Im pretty new to D, can somebody tell me how i would do this?
Is this(lazy int i){ ... a solution?


The traditional solution is static opCall:

struct A {
int field;
static A opCall() {
A result;
result.field = getDataFromFile("file.txt");
return result;
}
}

A instance = A();

I believe I've heard this is frowned upon these days, but I don't 
know of a better solution.


For optimal speed you might also want to skip default 
initialization of result, by writing A result = void;.

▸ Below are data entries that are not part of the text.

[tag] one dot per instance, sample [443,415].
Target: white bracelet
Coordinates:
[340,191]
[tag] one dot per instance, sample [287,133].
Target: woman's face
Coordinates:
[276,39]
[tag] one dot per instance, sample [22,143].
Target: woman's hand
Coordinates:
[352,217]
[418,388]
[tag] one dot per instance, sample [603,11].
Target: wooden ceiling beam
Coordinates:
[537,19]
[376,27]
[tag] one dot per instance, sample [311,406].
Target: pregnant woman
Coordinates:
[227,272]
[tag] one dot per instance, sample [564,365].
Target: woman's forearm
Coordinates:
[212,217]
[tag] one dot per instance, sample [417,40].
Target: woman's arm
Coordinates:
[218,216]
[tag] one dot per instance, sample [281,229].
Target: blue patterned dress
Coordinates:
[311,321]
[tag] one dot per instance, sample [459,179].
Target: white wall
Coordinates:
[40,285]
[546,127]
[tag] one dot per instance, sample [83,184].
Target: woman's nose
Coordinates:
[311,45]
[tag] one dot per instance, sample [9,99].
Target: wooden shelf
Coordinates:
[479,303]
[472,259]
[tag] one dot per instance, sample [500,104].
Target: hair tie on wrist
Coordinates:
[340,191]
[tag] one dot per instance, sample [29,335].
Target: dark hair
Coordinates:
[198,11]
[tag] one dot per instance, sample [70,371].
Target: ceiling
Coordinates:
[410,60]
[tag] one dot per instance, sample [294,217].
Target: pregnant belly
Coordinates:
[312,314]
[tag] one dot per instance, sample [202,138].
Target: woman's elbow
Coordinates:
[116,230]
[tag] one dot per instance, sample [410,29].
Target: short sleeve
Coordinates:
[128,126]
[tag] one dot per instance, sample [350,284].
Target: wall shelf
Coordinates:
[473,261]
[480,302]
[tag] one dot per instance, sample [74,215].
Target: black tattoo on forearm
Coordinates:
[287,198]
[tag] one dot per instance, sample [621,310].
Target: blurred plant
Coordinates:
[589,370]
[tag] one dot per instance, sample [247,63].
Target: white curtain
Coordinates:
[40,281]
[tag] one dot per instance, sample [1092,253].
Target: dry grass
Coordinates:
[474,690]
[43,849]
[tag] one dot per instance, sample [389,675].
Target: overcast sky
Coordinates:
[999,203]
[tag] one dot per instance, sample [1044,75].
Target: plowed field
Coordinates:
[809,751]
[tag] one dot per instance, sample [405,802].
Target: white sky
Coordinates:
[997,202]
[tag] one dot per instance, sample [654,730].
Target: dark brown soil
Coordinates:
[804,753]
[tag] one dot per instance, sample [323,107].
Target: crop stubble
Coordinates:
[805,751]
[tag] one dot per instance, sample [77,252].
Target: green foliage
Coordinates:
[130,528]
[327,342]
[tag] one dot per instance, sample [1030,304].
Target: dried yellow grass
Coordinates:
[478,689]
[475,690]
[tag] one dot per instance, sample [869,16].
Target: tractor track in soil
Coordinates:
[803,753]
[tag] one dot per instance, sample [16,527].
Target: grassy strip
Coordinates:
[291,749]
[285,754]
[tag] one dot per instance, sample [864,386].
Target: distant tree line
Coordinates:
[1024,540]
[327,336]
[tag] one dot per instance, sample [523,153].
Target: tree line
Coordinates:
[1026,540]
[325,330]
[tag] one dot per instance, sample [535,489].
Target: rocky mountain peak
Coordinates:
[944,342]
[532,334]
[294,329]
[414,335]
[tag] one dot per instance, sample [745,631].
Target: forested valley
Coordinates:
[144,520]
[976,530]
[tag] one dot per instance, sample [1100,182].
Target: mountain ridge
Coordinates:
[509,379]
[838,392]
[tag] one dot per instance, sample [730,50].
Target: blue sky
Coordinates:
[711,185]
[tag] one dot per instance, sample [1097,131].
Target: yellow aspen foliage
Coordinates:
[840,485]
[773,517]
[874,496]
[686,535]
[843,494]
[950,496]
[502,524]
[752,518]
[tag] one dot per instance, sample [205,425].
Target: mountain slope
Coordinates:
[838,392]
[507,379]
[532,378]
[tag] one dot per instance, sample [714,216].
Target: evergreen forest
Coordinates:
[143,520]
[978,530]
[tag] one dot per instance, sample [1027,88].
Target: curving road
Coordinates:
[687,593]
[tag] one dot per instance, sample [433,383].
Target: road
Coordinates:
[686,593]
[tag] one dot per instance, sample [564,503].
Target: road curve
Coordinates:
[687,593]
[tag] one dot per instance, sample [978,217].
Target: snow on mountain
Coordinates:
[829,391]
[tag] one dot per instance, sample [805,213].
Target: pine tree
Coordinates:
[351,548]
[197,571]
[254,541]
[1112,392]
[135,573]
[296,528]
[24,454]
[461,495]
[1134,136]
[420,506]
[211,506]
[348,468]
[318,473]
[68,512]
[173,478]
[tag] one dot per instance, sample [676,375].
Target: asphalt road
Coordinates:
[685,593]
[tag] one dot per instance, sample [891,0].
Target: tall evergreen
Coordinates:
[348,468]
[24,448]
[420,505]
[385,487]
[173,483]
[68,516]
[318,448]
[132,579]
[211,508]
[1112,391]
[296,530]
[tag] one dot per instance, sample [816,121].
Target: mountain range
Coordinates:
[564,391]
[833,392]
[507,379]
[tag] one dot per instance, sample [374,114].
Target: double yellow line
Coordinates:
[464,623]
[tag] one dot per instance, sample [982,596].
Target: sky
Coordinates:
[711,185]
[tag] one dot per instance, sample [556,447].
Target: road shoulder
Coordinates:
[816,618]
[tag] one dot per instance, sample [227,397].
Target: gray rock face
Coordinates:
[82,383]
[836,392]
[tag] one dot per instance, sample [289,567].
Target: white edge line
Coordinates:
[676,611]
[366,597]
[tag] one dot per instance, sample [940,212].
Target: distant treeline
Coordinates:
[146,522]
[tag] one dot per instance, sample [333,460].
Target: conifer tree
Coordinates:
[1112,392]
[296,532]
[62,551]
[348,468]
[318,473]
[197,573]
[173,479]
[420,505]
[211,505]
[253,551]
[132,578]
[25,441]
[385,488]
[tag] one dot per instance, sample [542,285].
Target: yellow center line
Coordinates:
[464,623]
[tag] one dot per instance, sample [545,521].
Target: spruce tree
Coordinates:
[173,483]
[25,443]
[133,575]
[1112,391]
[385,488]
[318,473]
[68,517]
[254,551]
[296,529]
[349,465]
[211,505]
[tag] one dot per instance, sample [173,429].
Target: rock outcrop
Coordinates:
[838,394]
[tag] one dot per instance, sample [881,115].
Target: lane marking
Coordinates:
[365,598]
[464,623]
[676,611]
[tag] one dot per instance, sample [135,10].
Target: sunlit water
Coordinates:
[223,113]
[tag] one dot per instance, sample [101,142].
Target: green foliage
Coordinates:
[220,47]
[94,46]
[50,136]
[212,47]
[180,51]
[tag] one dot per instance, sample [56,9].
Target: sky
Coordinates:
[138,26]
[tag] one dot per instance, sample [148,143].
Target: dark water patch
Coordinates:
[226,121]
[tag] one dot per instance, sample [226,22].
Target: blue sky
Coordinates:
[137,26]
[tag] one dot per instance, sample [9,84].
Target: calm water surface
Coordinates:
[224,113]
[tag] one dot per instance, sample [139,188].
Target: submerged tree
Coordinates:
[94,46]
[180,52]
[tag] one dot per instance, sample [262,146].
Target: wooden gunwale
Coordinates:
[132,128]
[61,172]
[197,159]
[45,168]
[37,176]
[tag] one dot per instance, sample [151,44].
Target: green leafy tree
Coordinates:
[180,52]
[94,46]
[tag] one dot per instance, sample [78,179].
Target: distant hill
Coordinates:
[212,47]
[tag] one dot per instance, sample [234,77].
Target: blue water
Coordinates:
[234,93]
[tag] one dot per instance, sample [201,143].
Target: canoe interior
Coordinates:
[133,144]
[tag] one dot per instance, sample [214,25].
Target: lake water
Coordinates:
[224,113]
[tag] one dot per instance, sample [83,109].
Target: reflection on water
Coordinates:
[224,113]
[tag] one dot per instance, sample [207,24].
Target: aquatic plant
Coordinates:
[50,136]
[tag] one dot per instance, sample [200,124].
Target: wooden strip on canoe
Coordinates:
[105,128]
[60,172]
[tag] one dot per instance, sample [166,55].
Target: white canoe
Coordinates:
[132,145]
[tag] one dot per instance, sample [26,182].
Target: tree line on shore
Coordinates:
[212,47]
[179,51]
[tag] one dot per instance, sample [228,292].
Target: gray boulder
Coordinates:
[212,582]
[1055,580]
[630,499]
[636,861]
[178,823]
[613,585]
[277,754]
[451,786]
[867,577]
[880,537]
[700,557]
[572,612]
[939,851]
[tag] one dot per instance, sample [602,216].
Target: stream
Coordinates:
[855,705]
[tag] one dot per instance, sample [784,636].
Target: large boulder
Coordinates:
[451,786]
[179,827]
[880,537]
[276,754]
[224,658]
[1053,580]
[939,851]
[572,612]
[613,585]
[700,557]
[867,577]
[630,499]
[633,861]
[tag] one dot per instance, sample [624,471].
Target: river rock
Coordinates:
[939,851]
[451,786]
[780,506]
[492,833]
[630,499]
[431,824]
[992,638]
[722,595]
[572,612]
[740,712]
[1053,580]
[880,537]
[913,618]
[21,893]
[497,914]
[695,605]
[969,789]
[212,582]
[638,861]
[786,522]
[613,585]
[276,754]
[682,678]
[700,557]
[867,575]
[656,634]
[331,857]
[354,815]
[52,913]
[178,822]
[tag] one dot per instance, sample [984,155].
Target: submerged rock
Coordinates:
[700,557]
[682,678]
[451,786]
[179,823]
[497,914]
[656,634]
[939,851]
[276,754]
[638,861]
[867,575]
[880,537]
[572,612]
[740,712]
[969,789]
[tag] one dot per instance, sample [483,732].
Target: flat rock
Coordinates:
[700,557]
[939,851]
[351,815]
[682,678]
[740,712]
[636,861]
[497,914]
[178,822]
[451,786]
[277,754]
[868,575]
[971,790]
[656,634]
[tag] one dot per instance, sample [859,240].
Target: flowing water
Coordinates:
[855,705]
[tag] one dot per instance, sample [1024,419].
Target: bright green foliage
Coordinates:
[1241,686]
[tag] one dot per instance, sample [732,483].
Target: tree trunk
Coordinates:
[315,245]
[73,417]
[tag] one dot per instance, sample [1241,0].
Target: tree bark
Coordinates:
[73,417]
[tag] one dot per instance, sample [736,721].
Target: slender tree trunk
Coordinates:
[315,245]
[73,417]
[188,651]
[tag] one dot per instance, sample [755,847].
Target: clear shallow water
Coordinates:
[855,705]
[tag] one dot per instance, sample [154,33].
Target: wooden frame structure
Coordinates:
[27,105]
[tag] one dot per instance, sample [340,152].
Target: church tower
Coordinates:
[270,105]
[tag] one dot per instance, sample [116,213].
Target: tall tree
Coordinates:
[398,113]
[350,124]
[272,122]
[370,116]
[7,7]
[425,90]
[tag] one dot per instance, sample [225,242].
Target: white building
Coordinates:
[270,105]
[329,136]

I would be surprised if the optimizer wasn't able to optimize 
away the useless parameter though - have you looked at the 
generated assembly?


--
  Biotronic


Struct Constructor Lazy

2017-07-12 Thread Jiyan via Digitalmars-d-learn

Hey there:)

i want to know whether the following is somehow possible:
structs dont have default constructors, i know so:

struct A
{
int field;
this(int i){field = getDataFromFile("file.txt");}
}

A instance = A(0);

Here comes my issue:
when A(0) is called I would want here optimal performance, so 
there doesnt even need to be a value pushed on the stack (i=0), 
what would be like having a constructor with zero arguments (i is 
never used!).

Im pretty new to D, can somebody tell me how i would do this?
Is this(lazy int i){ ... a solution?